Monday, March 19, 2012

Chapter 4: Ethical and Social Issues in Information Systems

It probably goes without saying that the security and ethical issues raised by the information age, and specifically the internet, are the most significant in decades. It will be many years and many court cases before socially acceptable policies and best practices are in place.

Scenario: You are a 25 year old, drive a Honda, like country music, shop at walmart at least once a month around the 15th, wear a size 8 dress, like eating at Sonic, and spend lots of time on facebook chatting with other females your age. Would it surprise you to know that this information can be taken from various computer records?

A lot of personal information about us has always been available, just not as easily and as readily as today.
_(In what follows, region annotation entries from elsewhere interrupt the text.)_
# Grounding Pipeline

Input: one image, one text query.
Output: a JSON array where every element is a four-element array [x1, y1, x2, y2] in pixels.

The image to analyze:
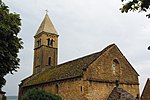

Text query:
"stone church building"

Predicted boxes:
[[19, 14, 139, 100]]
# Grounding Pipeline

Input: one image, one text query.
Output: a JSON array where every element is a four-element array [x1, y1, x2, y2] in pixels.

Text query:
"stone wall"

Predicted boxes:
[[85, 46, 139, 84], [20, 78, 88, 100], [86, 82, 139, 100]]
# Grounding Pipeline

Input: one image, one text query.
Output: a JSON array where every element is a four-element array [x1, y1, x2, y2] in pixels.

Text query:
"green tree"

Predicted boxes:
[[0, 0, 23, 89], [22, 89, 62, 100], [121, 0, 150, 18], [120, 0, 150, 50]]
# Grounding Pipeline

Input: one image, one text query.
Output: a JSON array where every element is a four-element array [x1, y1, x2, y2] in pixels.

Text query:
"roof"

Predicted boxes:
[[107, 87, 136, 100], [22, 44, 138, 86], [35, 14, 57, 35], [24, 44, 115, 86]]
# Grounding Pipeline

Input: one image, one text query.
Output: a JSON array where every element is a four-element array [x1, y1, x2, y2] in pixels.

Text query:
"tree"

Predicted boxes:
[[0, 0, 23, 90], [22, 89, 62, 100], [120, 0, 150, 50], [121, 0, 150, 18]]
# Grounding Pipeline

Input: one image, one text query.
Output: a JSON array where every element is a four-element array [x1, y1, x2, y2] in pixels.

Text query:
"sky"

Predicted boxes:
[[3, 0, 150, 95]]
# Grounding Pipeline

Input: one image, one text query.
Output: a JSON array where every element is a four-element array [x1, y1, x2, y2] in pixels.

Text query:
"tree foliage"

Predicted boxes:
[[120, 0, 150, 50], [0, 0, 23, 88], [22, 89, 62, 100], [121, 0, 150, 18]]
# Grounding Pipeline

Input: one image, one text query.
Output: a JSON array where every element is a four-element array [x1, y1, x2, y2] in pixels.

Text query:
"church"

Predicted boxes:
[[19, 14, 139, 100]]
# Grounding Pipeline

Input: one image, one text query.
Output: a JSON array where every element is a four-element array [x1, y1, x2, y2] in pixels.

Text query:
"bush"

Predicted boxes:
[[22, 89, 62, 100]]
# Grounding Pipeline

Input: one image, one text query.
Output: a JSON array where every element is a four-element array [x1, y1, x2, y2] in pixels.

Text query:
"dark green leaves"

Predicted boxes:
[[0, 0, 23, 87], [120, 0, 150, 18]]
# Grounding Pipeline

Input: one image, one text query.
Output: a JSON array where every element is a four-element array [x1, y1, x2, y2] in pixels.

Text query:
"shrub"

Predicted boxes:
[[22, 89, 62, 100]]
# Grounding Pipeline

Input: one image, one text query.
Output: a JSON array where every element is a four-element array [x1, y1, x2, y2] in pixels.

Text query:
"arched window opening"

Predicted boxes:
[[50, 39, 54, 46], [112, 59, 119, 75], [37, 39, 41, 47], [47, 39, 50, 46], [48, 57, 51, 65], [80, 86, 83, 92], [56, 84, 59, 94], [47, 39, 54, 46]]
Commercial company and government databases now allow profiling like in the scenario above to be done easier and faster than before.

New information technology raises new ethical, social and political issues that must be dealt with on individual, social, and political levels. These issues have five moral dimensions: information rights and obligations, property rights and obligations, system quality, quality of life, and accountability and control.

Technology can take information about people and find vague, non-obvious relationships. It might discover, for example, that an applicant for a job as a non-profit organization shares a telephone number with a known criminal and alerts the hiring manager.

Technological trends are posing new situations and questions we haven’t had to deal with before. Because it’s our world and our future, we should be concerned and prepared to resolve.

How do we solve some of the real world ethical dilemmas? Should companies be allowed to read employee’s personal emails? Should emails be used against a person or company in a court of law? Is it okay to run a personal website from your workplace computer? Should companies use technology to monitor your keystrokes to determine how much work you are doing?

Bottom Line: Ethics in an information society holds each person responsible for his or her actions. Each person is accountable for everything he or she does and liable for the consequences their actions may impose on other people and society.

Companies can no longer ignore the necessity of establishing rules for technology use. The issue won’t go away and will continue to grow. If you work for a company that does not have a policy, get busy and suggest one for everybody…..it’s the right thing to do!